New York's biggest art museum is about to get a very gilded annex. The Metropolitan Museum of Art on Thursday announced it will take over the Neue Galerie—the Ronald Lauder–founded museum devoted to German and Austrian modernism—starting in 2028, in a merger that hands the Met an art collection that people familiar with the deal tell the Wall Street Journal is valued at more than $1.5 billion. The Upper East Side townhouse across Fifth Avenue will be rebranded the Met Ronald S. Lauder Neue Galerie but more simply called the Met Neue Galerie, with the Met owning and operating the 25-year-old institution while keeping its look and feel intact.
The Neue's 600-piece collection, anchored by Gustav Klimt's 1907 "Portrait of Adele Bloch-Bauer I," will largely remain in place. Indeed, "'Adele Bloch-Bauer' stays where it is," Lauder tells the New York Times. "It is our Mona Lisa." Met director Max Hollein, who has long served as a Neue trustee, said the gift fills a major gap in the Met's holdings of early-20th-century Central European art.
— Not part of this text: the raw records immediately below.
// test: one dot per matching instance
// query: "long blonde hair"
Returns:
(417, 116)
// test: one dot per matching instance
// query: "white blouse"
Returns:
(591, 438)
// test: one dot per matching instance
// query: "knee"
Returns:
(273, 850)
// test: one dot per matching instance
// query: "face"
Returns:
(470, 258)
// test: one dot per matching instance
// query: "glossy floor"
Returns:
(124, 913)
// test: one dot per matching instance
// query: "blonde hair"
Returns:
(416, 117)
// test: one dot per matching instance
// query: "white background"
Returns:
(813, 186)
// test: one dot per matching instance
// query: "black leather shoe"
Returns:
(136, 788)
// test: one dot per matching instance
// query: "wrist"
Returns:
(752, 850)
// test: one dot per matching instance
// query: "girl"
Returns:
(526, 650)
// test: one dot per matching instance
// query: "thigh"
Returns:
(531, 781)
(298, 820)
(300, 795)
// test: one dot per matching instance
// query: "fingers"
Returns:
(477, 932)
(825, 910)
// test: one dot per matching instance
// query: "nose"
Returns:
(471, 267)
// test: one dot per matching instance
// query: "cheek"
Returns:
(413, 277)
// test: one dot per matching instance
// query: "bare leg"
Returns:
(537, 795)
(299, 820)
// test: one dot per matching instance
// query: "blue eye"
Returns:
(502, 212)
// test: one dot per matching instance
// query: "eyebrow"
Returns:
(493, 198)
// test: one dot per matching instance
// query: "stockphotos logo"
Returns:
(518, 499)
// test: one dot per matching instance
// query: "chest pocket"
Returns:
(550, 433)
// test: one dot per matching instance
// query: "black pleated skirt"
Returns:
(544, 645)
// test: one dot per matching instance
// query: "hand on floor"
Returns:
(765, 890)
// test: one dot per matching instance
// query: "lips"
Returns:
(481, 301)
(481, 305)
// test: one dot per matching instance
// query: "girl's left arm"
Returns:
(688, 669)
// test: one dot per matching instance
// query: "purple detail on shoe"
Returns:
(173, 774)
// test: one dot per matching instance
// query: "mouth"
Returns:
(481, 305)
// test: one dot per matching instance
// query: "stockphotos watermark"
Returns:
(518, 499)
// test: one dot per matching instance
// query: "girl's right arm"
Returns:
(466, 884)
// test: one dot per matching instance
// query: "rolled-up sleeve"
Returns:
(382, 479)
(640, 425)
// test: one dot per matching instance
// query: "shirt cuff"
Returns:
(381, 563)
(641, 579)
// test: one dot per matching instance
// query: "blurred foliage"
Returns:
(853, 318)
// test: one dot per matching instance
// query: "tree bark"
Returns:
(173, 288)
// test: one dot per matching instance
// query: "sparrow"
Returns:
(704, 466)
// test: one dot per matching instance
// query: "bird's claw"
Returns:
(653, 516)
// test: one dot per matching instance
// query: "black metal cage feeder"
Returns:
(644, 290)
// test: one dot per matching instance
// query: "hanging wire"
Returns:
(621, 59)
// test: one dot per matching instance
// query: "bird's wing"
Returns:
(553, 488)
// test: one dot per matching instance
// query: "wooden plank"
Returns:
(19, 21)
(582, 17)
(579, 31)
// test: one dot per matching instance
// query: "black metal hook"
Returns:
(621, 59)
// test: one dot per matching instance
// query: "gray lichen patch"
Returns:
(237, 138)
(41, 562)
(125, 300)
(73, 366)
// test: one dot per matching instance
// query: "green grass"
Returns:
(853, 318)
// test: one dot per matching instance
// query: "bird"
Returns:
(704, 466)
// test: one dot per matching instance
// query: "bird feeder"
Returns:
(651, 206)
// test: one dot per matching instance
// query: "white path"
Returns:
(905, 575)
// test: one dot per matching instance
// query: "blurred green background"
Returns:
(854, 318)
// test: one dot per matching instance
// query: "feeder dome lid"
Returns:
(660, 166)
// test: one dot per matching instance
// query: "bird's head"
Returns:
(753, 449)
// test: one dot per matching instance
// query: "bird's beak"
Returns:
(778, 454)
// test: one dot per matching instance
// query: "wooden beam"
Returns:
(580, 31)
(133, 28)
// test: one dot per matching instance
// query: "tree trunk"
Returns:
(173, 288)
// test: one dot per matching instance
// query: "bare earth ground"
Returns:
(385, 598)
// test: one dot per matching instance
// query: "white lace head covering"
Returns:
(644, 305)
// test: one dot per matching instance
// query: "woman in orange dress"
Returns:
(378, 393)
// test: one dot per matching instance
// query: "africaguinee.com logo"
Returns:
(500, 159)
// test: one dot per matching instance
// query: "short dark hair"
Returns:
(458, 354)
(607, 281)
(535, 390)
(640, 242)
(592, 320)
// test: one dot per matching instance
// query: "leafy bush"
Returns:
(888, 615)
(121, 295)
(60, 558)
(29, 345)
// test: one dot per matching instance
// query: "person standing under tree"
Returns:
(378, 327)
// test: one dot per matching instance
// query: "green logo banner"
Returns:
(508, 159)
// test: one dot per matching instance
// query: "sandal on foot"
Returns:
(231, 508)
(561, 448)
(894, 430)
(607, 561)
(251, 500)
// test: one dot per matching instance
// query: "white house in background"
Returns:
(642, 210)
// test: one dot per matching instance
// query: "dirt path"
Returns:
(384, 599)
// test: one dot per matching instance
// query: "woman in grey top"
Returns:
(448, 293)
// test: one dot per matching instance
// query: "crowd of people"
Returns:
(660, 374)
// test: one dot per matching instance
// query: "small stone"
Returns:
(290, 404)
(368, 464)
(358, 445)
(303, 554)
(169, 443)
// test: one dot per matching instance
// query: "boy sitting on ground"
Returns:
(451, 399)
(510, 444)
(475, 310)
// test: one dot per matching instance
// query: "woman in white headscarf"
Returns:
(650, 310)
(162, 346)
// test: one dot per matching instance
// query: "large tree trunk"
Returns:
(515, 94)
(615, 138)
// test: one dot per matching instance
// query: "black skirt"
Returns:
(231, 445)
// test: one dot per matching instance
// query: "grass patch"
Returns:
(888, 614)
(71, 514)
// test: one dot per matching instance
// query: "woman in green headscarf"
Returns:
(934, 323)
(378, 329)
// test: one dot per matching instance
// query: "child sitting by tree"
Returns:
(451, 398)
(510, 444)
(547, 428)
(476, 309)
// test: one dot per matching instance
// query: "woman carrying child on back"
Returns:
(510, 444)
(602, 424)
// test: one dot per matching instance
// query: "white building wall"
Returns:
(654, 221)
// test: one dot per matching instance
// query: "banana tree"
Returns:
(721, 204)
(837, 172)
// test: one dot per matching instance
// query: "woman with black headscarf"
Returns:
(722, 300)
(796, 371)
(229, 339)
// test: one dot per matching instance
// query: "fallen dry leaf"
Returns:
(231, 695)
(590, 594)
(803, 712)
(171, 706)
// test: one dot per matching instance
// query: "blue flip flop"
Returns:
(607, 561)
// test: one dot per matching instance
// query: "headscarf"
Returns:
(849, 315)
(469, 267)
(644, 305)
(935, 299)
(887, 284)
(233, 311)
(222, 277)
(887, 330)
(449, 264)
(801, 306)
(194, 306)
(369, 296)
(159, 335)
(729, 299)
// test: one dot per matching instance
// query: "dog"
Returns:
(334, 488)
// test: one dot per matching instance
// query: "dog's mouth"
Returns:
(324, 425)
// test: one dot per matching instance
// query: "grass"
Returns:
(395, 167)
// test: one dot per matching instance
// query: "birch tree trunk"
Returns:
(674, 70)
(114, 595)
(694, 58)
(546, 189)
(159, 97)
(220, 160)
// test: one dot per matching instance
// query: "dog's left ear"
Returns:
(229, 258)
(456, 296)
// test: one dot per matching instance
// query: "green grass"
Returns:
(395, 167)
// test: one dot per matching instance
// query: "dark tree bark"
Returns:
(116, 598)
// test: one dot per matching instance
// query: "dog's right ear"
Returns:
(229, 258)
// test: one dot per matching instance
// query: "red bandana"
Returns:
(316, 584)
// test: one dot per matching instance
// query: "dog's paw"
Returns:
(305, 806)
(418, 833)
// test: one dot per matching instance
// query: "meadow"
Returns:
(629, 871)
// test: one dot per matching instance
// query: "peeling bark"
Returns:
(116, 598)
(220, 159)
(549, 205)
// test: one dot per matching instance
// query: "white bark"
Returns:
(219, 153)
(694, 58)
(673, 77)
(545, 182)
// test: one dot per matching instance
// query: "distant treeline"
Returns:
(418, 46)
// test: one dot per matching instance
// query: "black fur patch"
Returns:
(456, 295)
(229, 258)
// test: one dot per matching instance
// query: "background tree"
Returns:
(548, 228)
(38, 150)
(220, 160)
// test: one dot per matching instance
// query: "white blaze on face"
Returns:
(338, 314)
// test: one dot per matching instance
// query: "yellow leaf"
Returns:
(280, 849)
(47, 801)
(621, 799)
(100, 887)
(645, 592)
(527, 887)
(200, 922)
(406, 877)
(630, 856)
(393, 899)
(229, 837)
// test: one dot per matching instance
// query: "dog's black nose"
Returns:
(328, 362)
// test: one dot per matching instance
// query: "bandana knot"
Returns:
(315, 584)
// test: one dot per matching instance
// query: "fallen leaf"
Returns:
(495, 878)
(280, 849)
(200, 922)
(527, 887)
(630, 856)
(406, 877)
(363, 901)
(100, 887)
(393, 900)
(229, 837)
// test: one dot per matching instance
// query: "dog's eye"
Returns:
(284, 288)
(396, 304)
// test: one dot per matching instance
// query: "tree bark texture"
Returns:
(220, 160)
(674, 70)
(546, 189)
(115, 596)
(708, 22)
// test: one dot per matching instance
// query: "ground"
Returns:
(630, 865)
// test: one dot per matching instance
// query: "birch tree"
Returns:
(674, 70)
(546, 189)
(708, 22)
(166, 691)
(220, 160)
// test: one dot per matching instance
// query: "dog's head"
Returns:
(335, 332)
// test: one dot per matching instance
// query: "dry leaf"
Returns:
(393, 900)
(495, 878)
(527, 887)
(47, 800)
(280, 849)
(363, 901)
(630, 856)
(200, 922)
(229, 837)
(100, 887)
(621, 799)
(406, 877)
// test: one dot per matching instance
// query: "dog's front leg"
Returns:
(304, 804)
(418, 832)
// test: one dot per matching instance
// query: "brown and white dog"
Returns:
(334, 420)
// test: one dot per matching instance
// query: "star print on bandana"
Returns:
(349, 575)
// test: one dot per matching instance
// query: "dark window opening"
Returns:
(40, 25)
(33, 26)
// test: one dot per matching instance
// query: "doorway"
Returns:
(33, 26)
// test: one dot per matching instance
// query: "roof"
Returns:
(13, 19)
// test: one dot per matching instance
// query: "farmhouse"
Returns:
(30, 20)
Artnet calls the Neue Galerie's collection of 20th-century German and Austrian art "perhaps the most renowned [one] to exist outside of Europe." The museums did not disclose financial terms, but an endowment drive for the Met Neue Galerie is already more than 80% funded; the Journal reports a typical endowment target would be around $200 million.
The paper notes this will not be the Met's first satellite location: "In the 1930s and 1940s, it began to oversee and ultimately own the Rockefeller family's medieval collection housed in what is now the Met Cloisters," and Lauder says he hopes his museum will maintain the same distinctive identity. "Somehow I don't think I'm going to live to 120," Lauder, 82, tells the Times. "I want to make sure that after I'm no longer there—whatever happens—the Neue Galerie will stay the Neue Galerie."